Thursday, March 18, 2010

Change Management and the Sanctity of Production

“Most people are afraid of change. We love it!” (Sign of a beggar on a street in San Francisco, 2004)

(Note: This article is part of the STORM™ methodology)

Change is the greatest cause for service interruption in any IT operations. Period. Stop. Exclamation mark.
In the extreme, one might argue that change is the cause for every service interruption if one counts hardware or software malfunctions as a change as well.
SaaS operations tend to suffer more from a lack of proper change management for two reasons: First, the consequences of a service outage for a company whose entire existence depends on its service, is dire. Second, SaaS engineers, as I have written in numerous posts, lack the discipline that is more inherent in IT departments.

And yet, my experience has been that in most SaaS companies, changes are unsupervised, undocumented, unauthorized, unplanned, (sometimes unnecessary), underestimated and un_____ (fill in the blanks).

The importance of Change Management cannot be overstated and it is the first practice that I have implemented at companies that I worked at (or for). I wince when I recall the casualness which I have witnessed at various SaaS companies about making changes in the production system. I can quote my former boss, Mansur Salame, CEO of Contactual, saying that “production should be treated as sacred, with utmost respect appropriate to holy places” (or something of the sort). And, boy, were we sacrilegious back in those days!

In the Chapter on Change Management in the upcoming book, I will present my STORM™ adaptation with much detail.

In this post I will outline some guidelines for sane change management.

Sixty Seconds on Change Management
Below are listed the objects that comprise a comprehensive Change Management practice.

RFC – Request for Change document. Must initiate the process, regardless how small or major the changes are. It should include the what, the why, the when, the risk, the potential impact (on customers or components), and a checklist of notifications and tests that should/should not be done.

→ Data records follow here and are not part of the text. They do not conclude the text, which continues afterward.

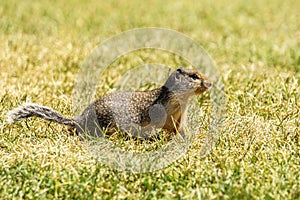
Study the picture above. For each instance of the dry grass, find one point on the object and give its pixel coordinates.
(256, 47)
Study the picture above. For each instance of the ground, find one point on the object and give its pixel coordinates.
(256, 48)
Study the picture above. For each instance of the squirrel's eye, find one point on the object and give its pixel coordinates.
(194, 76)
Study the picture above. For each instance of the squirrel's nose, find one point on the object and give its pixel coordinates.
(207, 83)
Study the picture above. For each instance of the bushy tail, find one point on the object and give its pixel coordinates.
(31, 109)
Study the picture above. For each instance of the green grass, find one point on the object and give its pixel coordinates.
(256, 47)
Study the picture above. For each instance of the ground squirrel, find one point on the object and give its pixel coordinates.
(163, 107)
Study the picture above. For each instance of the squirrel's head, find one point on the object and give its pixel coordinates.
(187, 82)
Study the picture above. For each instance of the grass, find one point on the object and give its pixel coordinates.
(256, 47)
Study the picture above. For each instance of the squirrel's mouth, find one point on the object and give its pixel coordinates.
(205, 85)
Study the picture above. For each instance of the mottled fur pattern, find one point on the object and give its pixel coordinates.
(140, 111)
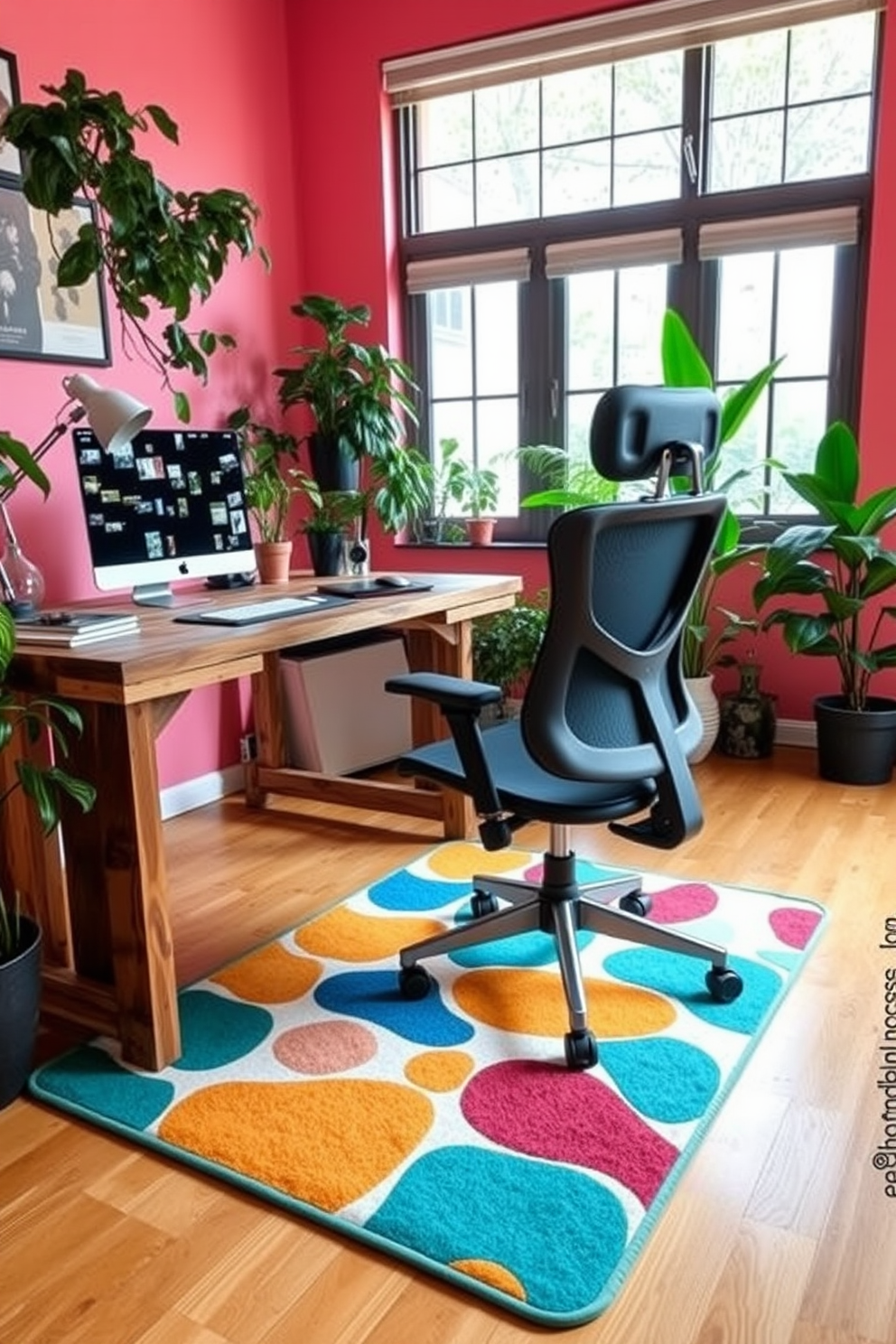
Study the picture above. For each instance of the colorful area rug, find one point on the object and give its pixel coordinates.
(449, 1132)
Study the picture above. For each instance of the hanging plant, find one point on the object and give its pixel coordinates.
(151, 242)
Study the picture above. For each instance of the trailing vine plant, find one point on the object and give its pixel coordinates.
(151, 242)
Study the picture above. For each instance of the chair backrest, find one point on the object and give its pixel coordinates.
(606, 699)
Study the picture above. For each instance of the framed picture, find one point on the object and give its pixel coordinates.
(10, 160)
(38, 317)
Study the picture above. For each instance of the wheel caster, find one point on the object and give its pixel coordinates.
(636, 903)
(482, 903)
(724, 985)
(581, 1050)
(414, 981)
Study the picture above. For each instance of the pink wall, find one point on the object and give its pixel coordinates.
(220, 69)
(246, 84)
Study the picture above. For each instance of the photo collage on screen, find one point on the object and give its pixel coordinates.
(167, 495)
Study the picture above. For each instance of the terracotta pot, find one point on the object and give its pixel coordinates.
(273, 561)
(480, 531)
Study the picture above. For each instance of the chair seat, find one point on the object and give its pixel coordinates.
(528, 790)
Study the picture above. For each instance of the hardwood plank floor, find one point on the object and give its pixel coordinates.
(780, 1231)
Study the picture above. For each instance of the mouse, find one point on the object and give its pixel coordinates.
(394, 581)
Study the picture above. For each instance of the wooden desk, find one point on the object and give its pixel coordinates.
(107, 947)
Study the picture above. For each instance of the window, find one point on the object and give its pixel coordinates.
(551, 215)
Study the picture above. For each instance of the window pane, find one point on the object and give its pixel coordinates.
(576, 178)
(642, 302)
(507, 189)
(446, 198)
(450, 343)
(445, 129)
(829, 140)
(746, 297)
(576, 105)
(498, 366)
(805, 307)
(835, 58)
(799, 420)
(747, 152)
(498, 427)
(507, 118)
(648, 93)
(749, 74)
(590, 330)
(647, 168)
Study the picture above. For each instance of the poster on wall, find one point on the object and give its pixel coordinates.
(41, 319)
(10, 160)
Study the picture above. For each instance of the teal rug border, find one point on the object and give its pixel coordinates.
(555, 1320)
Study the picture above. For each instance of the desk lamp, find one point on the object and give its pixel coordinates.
(115, 417)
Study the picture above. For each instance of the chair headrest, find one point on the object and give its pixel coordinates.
(633, 426)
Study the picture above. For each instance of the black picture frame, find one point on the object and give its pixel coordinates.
(10, 159)
(38, 319)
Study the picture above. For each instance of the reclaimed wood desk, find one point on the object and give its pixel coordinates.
(99, 884)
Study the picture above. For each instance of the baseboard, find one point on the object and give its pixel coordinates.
(196, 793)
(796, 733)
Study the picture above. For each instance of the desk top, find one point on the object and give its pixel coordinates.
(167, 656)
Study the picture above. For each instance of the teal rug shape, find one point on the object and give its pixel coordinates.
(448, 1132)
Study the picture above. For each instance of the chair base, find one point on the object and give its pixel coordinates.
(559, 906)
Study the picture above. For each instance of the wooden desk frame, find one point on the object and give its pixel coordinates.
(107, 949)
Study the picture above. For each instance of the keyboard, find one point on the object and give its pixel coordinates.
(266, 609)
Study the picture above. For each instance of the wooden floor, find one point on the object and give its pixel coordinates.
(780, 1230)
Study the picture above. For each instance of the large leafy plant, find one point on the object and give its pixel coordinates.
(841, 565)
(684, 366)
(154, 244)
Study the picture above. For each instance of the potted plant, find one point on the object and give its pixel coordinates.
(505, 645)
(270, 490)
(358, 396)
(24, 722)
(840, 569)
(479, 498)
(151, 242)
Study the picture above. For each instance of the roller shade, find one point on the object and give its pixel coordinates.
(477, 269)
(804, 230)
(597, 39)
(662, 245)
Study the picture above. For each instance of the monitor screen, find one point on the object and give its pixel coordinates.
(168, 506)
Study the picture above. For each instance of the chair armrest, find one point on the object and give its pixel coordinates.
(450, 693)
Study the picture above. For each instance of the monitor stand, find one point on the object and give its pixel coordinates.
(162, 594)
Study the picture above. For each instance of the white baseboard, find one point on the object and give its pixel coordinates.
(196, 793)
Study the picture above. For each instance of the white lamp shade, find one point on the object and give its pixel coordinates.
(115, 417)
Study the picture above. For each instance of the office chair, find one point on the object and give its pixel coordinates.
(606, 722)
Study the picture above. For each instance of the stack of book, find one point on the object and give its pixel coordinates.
(71, 630)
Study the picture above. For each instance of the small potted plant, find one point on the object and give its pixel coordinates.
(838, 569)
(505, 645)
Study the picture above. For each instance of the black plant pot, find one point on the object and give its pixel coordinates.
(327, 553)
(331, 467)
(19, 1013)
(856, 746)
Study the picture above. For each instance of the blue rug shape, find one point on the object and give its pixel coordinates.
(448, 1132)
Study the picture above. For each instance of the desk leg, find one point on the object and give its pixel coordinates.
(117, 881)
(449, 649)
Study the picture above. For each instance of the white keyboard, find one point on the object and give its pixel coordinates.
(267, 609)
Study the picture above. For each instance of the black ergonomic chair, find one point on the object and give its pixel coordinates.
(606, 722)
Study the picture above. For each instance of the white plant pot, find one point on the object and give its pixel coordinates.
(705, 696)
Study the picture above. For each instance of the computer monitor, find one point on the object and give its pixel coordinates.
(168, 506)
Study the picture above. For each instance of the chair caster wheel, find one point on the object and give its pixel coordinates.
(414, 981)
(636, 903)
(581, 1050)
(724, 985)
(482, 903)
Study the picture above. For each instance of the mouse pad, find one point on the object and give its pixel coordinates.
(369, 588)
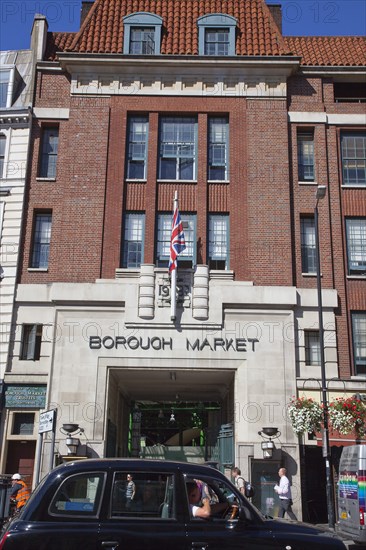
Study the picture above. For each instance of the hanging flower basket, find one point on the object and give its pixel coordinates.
(346, 415)
(305, 415)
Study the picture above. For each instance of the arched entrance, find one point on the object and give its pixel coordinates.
(168, 414)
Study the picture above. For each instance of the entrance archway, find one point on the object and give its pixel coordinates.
(168, 414)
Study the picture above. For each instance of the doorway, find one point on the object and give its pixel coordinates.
(174, 429)
(20, 458)
(264, 476)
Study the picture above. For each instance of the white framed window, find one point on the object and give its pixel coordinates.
(218, 241)
(133, 240)
(359, 341)
(187, 259)
(353, 156)
(2, 154)
(218, 149)
(308, 244)
(49, 152)
(178, 148)
(217, 41)
(23, 424)
(142, 33)
(216, 34)
(356, 245)
(5, 88)
(305, 155)
(142, 41)
(31, 342)
(312, 348)
(41, 240)
(137, 147)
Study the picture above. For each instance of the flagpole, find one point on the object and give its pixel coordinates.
(173, 285)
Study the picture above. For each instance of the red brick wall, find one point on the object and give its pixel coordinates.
(263, 197)
(338, 204)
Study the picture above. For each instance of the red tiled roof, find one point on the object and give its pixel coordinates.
(328, 50)
(257, 33)
(102, 30)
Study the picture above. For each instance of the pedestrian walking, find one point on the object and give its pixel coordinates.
(284, 492)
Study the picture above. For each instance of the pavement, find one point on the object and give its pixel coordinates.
(350, 545)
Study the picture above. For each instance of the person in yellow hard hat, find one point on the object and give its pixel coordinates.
(19, 491)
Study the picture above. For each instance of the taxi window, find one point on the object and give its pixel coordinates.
(143, 495)
(79, 496)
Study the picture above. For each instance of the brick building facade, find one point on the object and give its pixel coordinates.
(213, 102)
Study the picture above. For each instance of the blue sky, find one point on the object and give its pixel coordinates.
(300, 18)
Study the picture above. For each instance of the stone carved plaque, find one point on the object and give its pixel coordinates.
(184, 290)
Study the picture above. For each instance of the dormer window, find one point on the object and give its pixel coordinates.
(142, 34)
(216, 34)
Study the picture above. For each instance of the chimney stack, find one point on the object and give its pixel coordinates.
(276, 12)
(85, 9)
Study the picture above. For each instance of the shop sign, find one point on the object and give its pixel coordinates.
(31, 397)
(162, 344)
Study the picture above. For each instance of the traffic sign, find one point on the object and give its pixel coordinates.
(46, 421)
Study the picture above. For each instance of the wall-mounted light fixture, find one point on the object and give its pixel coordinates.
(72, 442)
(268, 445)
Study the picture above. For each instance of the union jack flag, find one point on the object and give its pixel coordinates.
(177, 241)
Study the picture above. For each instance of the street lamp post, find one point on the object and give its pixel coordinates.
(320, 194)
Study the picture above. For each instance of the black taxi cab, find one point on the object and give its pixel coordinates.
(86, 504)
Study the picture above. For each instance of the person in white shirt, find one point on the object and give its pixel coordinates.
(284, 492)
(199, 501)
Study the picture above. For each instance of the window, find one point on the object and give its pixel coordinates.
(353, 152)
(359, 341)
(154, 495)
(2, 154)
(356, 245)
(142, 41)
(178, 148)
(217, 42)
(312, 347)
(187, 258)
(133, 241)
(49, 150)
(23, 424)
(41, 240)
(218, 149)
(308, 245)
(137, 147)
(142, 34)
(79, 495)
(305, 155)
(218, 241)
(216, 34)
(4, 88)
(31, 343)
(350, 92)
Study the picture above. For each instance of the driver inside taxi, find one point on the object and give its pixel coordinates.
(199, 501)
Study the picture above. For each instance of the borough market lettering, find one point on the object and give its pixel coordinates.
(162, 344)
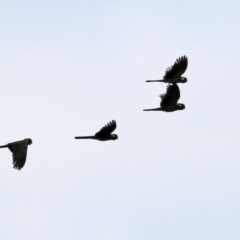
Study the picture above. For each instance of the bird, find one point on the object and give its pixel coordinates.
(105, 133)
(169, 100)
(19, 152)
(173, 74)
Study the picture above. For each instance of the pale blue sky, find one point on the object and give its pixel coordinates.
(69, 67)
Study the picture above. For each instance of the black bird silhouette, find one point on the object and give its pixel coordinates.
(105, 133)
(173, 73)
(19, 151)
(169, 100)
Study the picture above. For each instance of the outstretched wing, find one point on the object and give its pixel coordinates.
(178, 68)
(19, 151)
(107, 129)
(171, 97)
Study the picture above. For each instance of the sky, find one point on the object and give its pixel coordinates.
(69, 67)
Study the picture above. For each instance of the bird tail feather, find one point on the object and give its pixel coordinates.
(153, 109)
(160, 80)
(3, 146)
(86, 137)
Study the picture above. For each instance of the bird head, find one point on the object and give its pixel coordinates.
(183, 79)
(29, 141)
(180, 106)
(114, 136)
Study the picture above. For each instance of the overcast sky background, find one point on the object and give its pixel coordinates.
(69, 67)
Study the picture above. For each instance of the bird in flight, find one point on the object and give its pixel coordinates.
(105, 133)
(169, 100)
(19, 152)
(173, 74)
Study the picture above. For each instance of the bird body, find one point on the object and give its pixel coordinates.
(104, 134)
(19, 152)
(169, 100)
(173, 74)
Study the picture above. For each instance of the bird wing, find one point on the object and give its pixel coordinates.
(107, 129)
(19, 152)
(178, 68)
(172, 96)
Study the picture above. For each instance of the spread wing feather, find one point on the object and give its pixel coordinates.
(107, 129)
(178, 68)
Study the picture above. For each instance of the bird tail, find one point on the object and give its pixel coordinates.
(153, 109)
(160, 80)
(3, 146)
(86, 137)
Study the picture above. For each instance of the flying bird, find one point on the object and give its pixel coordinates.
(105, 133)
(169, 100)
(19, 152)
(173, 74)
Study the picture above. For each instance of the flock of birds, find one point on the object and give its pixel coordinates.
(169, 103)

A Change Window must be defined, clearly notating what type of changes to what subsystems are allowed at which days, during what hours.

Change Calendar – which might be implemented in a number of static or automatic formats, must represent the ‘Change Window’, and depict all planned changes by the company, service providers and customers, and must be part of the RFC process.

Change Advisory Board or CAB is the pre-determined group or people who scrutinize and approve the RFC. The CAB may be large or small but it should include at least one person who is not involved in the request and planning process. The CAB may meet on a recurring schedule or as needed.

A Change Record is a record describing a change that occurred in production or the eco-system. It could be implemented as a database or excel or within a ticketing system. It should include the what, when and impact (on customers or components). Much important information could be derived from this data store that pertains to the Incident and Availability Management practices.

The Maintenance Plan is a detailed document defining the pre-requisite tasks, the maintenance tasks, rollback tasks and post-maintenance tasks. Each task should have a description, an owner, a time and duration. In most cases the plan must be scrutinized to the lowest detail level, and practiced in a Pre-Production environment that should mimic the production environment as much as possible.

The sixty seconds are over. This was just a teaser. Obviously there are templates, workflows and a sleuth of details that tie all of these objects into a well-oiled practice. The book will expand on the details and include the workflows, the templates and methods for automation.
To summarize; as the market matures and competition thrives, the big differentiator will be the second ‘S’ in SaaS and customers will become less and less forgiving. If a SaaS company does not practice a robust Change Management practice it will end up paying in a frustrated staff and customer churn.